If the issue not occur, the reports are similar except the meltdown alerts. We getting timeout alerts on all landscapes, but they not hit everytime the threshold. As the other deployments like here autoscaler are not updated, i think this is a timing issue. But how can we fix that to avoid this false positives?

jpalermo commented 3 months ago

Working backward. To get the meltdown alert, the agents need to be timed out.

Agent objects, when they are created, are seeded with the current time as their updated_at value. Which is updated to the current time any time the agent heartbeats.

So why didn't the health monitor get a heartbeat from the agent before it was timed out? You can check the health monitor logs to see when it got heartbeats from the agent. Agents send heartbeats every 30 seconds, so you should be able to work forward or backward from other heartbeats in the logs to see what the health monitor was doing when it should have received it.
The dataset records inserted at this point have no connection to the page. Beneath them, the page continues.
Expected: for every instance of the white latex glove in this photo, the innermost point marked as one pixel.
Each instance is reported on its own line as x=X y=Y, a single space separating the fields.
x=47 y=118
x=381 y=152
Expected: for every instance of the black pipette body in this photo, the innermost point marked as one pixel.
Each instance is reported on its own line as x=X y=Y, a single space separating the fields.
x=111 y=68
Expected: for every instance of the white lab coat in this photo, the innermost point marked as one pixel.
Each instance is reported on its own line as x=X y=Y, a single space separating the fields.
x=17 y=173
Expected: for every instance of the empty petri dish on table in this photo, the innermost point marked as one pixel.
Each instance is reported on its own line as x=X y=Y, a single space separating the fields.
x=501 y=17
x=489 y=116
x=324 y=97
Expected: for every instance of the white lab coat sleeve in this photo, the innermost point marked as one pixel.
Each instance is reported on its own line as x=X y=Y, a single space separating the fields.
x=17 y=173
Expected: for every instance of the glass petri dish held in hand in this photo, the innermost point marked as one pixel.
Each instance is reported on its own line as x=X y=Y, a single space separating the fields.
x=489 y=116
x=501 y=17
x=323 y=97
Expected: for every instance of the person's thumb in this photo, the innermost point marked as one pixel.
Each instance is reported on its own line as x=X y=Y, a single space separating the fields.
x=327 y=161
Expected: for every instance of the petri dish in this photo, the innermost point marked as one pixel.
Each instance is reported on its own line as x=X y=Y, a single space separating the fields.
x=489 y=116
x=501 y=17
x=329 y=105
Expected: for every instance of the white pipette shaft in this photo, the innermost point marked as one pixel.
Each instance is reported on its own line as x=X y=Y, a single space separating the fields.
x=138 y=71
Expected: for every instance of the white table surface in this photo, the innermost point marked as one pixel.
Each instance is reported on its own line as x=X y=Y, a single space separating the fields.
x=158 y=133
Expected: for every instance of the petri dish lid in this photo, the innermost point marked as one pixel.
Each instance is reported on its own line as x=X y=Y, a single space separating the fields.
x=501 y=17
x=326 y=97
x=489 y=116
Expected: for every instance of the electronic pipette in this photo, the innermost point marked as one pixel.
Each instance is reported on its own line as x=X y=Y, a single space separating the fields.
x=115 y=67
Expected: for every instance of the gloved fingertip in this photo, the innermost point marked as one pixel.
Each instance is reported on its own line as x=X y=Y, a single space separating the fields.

Might also check the agent logs in this situation to see if there was any sort of error when sending the heartbeat.

max-soe commented 3 months ago

We cannot reproduce this issue, after we migrated from the bosh version 280.0.20 to 280.0.25. Maybe this was fixed by the metric server improvements. I will close this ticket for now.